The sensibilities of newspaper editors are not all that different, although they're more concerned about losing subscribers and advertisers than their lives. Editors may think twice about the importance and newsworthiness of stories and opinions that are likely to provoke vehement reactions from ethnic, racial or religious groups in their audience. And when such articles are published, they generally receive greater editorial scrutiny and fact-checking.

Yet, despite all these self-imposed cultural checks and balances, many Americans still believe that constitutionally guaranteed freedom of speech means that they can say whatever they want, wherever they want, without incurring consequences. But the 1st Amendment doesn't protect you from an angry employer or vengeful fanatic; it simply prohibits the government from passing any law that abridges freedom of speech or of the press. And even that has its limits — libel laws, restrictions against speech that incites violence, rules against shouting "Fire!" in a crowded theater.

If you say something intemperate, politically insensitive, sexist or otherwise offensive while at work, you risk both legal and social consequences. You could lose your job or, God forbid, your multimillion-dollar endorsement contract with a large soft-drink company. Or you could get a co-worker's fist in your face. For more than a decade now, I have been writing about race, ethnicity and immigration, and as carefully as I tread, I've gotten my share of violent insults and threats from all sides.

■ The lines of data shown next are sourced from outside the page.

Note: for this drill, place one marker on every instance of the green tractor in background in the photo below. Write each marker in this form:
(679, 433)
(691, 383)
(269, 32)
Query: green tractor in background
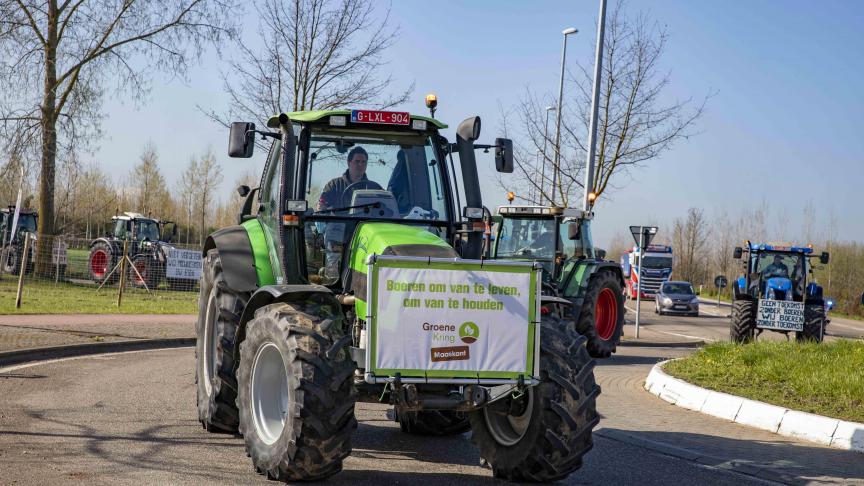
(587, 289)
(324, 298)
(13, 245)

So far, only a handful of American newspapers have chosen to publish the offending cartoons of Muhammad. It's not that we believe in freedom of speech any less than the Danes, but we are infinitely more attuned to the tensions between that freedom and the realities of a diverse society.

After all, Denmark is a remarkably homogenous country, new to the multicultural realities that immigrant nations such as the U.S. and Britain have known for years. Eighty-five percent of Danes belong to the Church of Denmark, although few attend weekly services. Muslims account for only 2% of the population. That means the Jyllands-Posten cultural editor, Flemming Rose, who commissioned the Muhammad caricatures, is the Danish poster child for a dawning reality check.

Rose says he didn't mean to offend the small, powerless Muslim minority in Denmark but instead wanted to prove his own right to publish whatever he wanted, no matter what. He was rebelling against what he considered a growing climate of self-censorship in a changing Denmark. Even after violence erupted, he told an Italian newspaper that he was happy to have started a "useful debate." But when people die, it isn't "dialogue."

In a perfect world, you and I would agree to hate what bigots say even as we defend their right to say it. In a perfect world, we'd abide by what our mothers taught us: "Sticks and stones may break your bones but words (or images) will never hurt you." But we don't live in that world, and neither do the Danes.

There is no excuse for the horrifying, extremist Muslim reaction to the Danish cartoons. But here in the West, even as we deplore belligerent victimhood in the Muslim world and defend the legal right to publish the cartoons in question, we should stop pretending that the freedom of speech is limitless.